Так, по свидетельству Я. Полонского, Тургеневу долго не давался текст ночной песенки Муция. Автор пытался добиться в нем сочетания «бессмысленности и в то же время загадочности»9:


Месяц стал, как круглый щит.

Как змея, река блестит…

Друг проснулся, недруг спит –

Ястреб курочку когтит…

Помогай!(59)


Разумеется, в атмосфере «неопределенной таинственности» сюжета песенка Муция – лишь один штрих. Текст от начала до конца, но особенно – с момента возвращения Муция, производит впечатление калейдоскопической игры граней и ракурсов. В этом смысле трудноопределимость семантики окончательного финала повести вполне соответствует природе самого текста. «Эскизное» переложение сюжета Б.К. Зайцевым в ряде моментов выглядит неточным, то есть допускающим прямолинейность истолкования там, где – в логике тургеневского текста – ее нет (думается, это почти неизбежный дефект любого пересказа повести).

По существу, мы сталкиваемся с феноменом восприятия, о котором писал В. Шмид в связи с «Пиковой дамой» Пушкина: «Ошибка большинства интерпретаций в том, что они переоценивают тематическую определенность сюжета, заполняя нетождественные лакуны недостаточно продуманными конъектурами. <…> Уже попытка пересказать сюжет включает, как правило, конкретизацию неопределенных мест, лишь способствуя произвольным толкованиям»10.

Нелепо ставить в упрек Б.К. Зайцеву «неточности» его пересказа повести Тургенева: интерпретация текста не была его задачей. Но сами по себе они все-таки симптоматичны. Остановимся на некоторых из них.

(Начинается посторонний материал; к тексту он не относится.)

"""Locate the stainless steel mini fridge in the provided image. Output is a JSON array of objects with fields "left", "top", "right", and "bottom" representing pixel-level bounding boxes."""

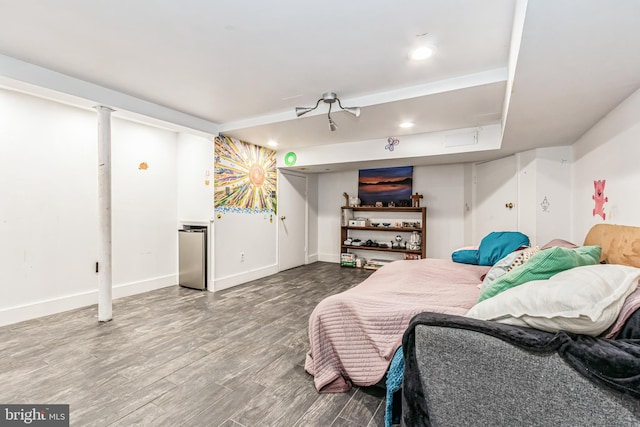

Абсолютность суждения о том, что Муций, «изучив тайны магии и чародейства», колдовством овладевает «нелюбящею его Валерией», в логике тургеневской повести не получает подтверждения.

Еще в конспекте 1879 года отношение Валерии к друзьям-соперникам, да и ее женская природа, заданы как неоднозначные:


В<алерия> не влюбляется ни в того, ни в другого, но с Альберто она спокойнее и дружелюбнее; Муцио ее слегка стесняет, хотя, будучи музыкальным (Альберто рисует), он отвечает скорее ее внутреннему чувству (382).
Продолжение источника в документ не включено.